Sevgili dinleyicilerimiz, size esenlik olsun.
Ön gördüğü doğruluk yolunu herkesin anlamasını ve bu yola boyun eğmesini isteyen ve O’nun ile sonsuza kadar esenliğe sahip olmasını arzu eden esenlik Rabbi Tanrı’nın adı ile sizleri selamlıyoruz. Doğruluk Yolu adlı programınızı sunmak üzere bu gün tekrar sizler ile beraber olabildiğimiz için mutluyuz.
Uzun bir zamandır Peygamberlerin Yazılarını incelemiş bulunmaktayız. Tanrı’nın kırktan fazla insana (bin beş yüz yıldan fazla bir zaman dönemi süresince) Sözü’nü – günahkarların Tanrı’nın önünde doğru sayılabilmelerini sağlayan doğruluk yolunu açıklayan Kitabı – yazmaları için esin verdi. Tanrı’nın tüm gerçek peygamberlerinin bu kurtuluş yolu ile ilgili tek bir düşünceyi ve tek bir mesajı paylaştıklarını keşfettik. Yazdıkları bildiriler kendi zihinlerinden çıkmadı, Tanrı’nın Kutsal Ruh’u onlara, ne yazacaklarını esin yolu ile bildirdi. Bu gün ve bundan sonraki üç yayınımızda Tanrı’nın yardımı ile Kutsal yazılarda daha önce incelemiş olduğumuz her şeyi, yeniden incelemeyi ve özetlemeyi planlıyoruz. Bu günkü dersimizin adı: “Günah Sorunu.”
Şimdi Tanrı’nın Kendisinin atmış olduğu temele geri dönelim. Tanrı, peygamberi Musa’nın zihnine Tanrı Sözü’nün ilk kısmı olan Tevrat’ı koydu. Bu kitabın ilk ayetini hatırlayabiliyor musunuz? Ayet şöyle der: “Başlangıçta Tanrı yeri ve göğü yarattı.” Bu ayette, başlangıçta evren, melekler ve insanlar yaratılmadan önce yalnızca Tanrı’nın var olduğunu gördük. Tanrı, sonsuzluk Rabbi, Sonsuz Ruh’tur. Tanrı’nın başlangıcı ve sonu yoktur.
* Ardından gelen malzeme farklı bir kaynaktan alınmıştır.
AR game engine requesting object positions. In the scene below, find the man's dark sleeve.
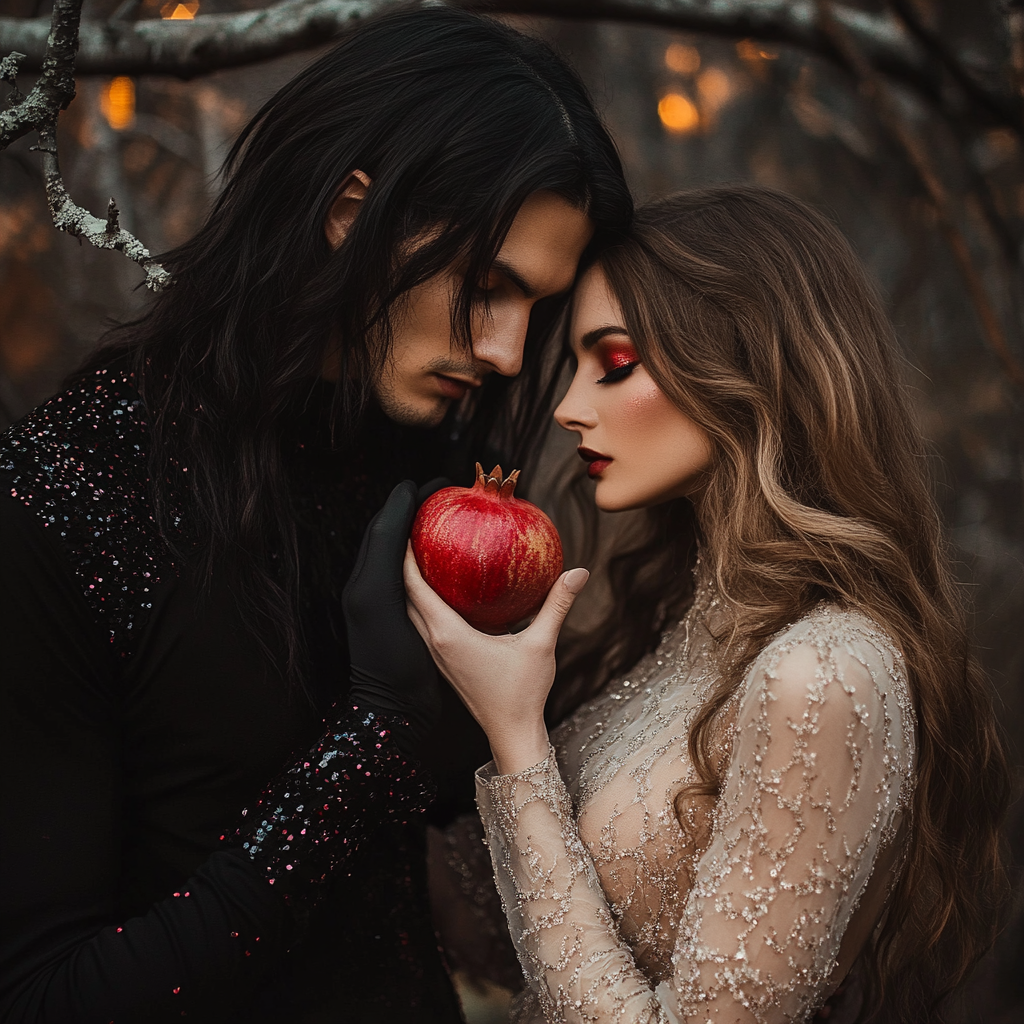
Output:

O, her şeyi gören ve her şeyi bilen, Her Şeye Gücü Yeten’dir.
İlk bölümde Tanrı’nın altı günde nasıl göğü, yeri, denizdekileri ve içindekileri yarattığını okuduk. Tanrı, yeryüzünü yaratmayı planladığı insan için hazırladı. Tanrı, bu nedenle altıncı günde şöyle dedi:
“İnsanı, kendi suretimizde, kendimize benzer yaratalım. Denizdeki balıklara, evcil hayvanlara, sürüngenlere, yeryüzünün tümüne egemen olsun.” Böylece Tanrı insanı kendi suretinde yarattı.” (Yaratılış 1:26, 27)
İnsan, Tanrı’nın yaratmış olduğu tüm yaratıkların en önemlisidir. Tanrı, insanı kendi benzeyişinde yarattı! Tanrı, insan ile derin ve harika bir paydaşlığa sahip olmayı planladı. Bu yüzden erkeğin ve kadının canına Tanrı’yı tanıyabilmeleri için bir ruh yerleştirdi, onlara Tanrı’yı sevebilmeleri için bir yürek verdi ve Tanrı’ya itaat etmek ya da itaat etmemek konusunda bir seçim yapabilmeleri için özgür bir irade emanet etti.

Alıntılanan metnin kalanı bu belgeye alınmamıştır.